Gallery: Hidden Rainbows in Ordinary Rocks

By slicing rocks very thin and using special filters, geologists can turn a drab-looking rock sample into a slice of color. These photographs zoom in on tiny sections of rock just a few millimeters across. The images can tell geologists about the formation and composition of a rock, or, as Italian geoscientist Bernardo Cesare discovered, they can provide a palette for artistic beauty.
Above, a sample of slag (a byproduct from smelting ore into metals) provided by Ivana Angelini.
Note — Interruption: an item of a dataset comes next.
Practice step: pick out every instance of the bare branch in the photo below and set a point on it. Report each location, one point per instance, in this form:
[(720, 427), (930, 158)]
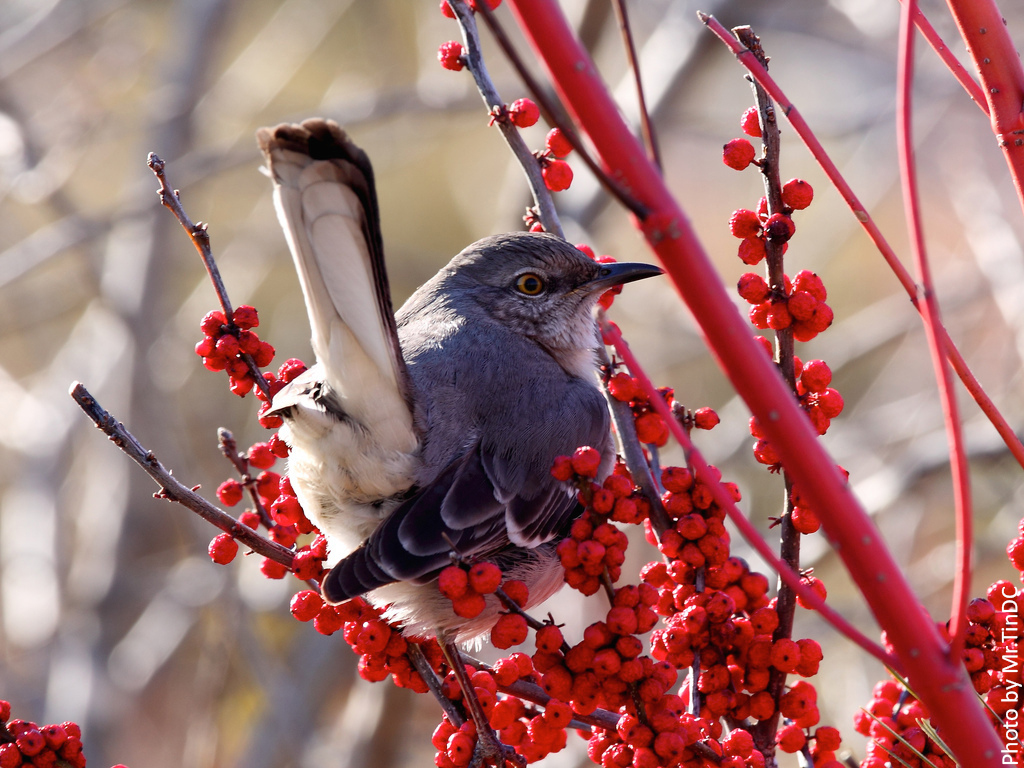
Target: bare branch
[(170, 487)]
Read the full article.
Rocks aren't the only material that can reveal colors using the technique. This is a fragment of a plastic bag.
This is one of Cesare's favorite images, a type of metamorphic rock called a schist bearing the mineral charoite.
A garnet peridotite from Alpe Arami, Switzerland.
Graphite (the mineral used to make pencil "lead") in a metamorphic rock called a granulite from Kerala, India. The sample was provided by Satish Kumar.
Ocean Jasper from Madagascar is on of Bernardo Cesare's favorite rock micrographs, due to its flower-like patterns.
Charoite-bearing rock from Yakutia, Russia
A granulite (a type of metamorphic rock) from Manitoba, Canada, provided by Martha Growdon.
Crystals in a chunk of lava from Lipari, Italy, take the shape of a heart.
Crystals of the mineral plagioclase in gabbro, an igneous rock.
Ocean Jasper from Madagascar.
Another view of Madagascar Ocean Jasper.
Microfolds in a metamorphic rock called phyllite from the eastern Alps of Italy.
A limestone from Veneto, Italy holds a secret: A coin-shaped fossil, the remains of a marine protozoan called a Nummulite. These fossils are common in rocks around the Mediterranean.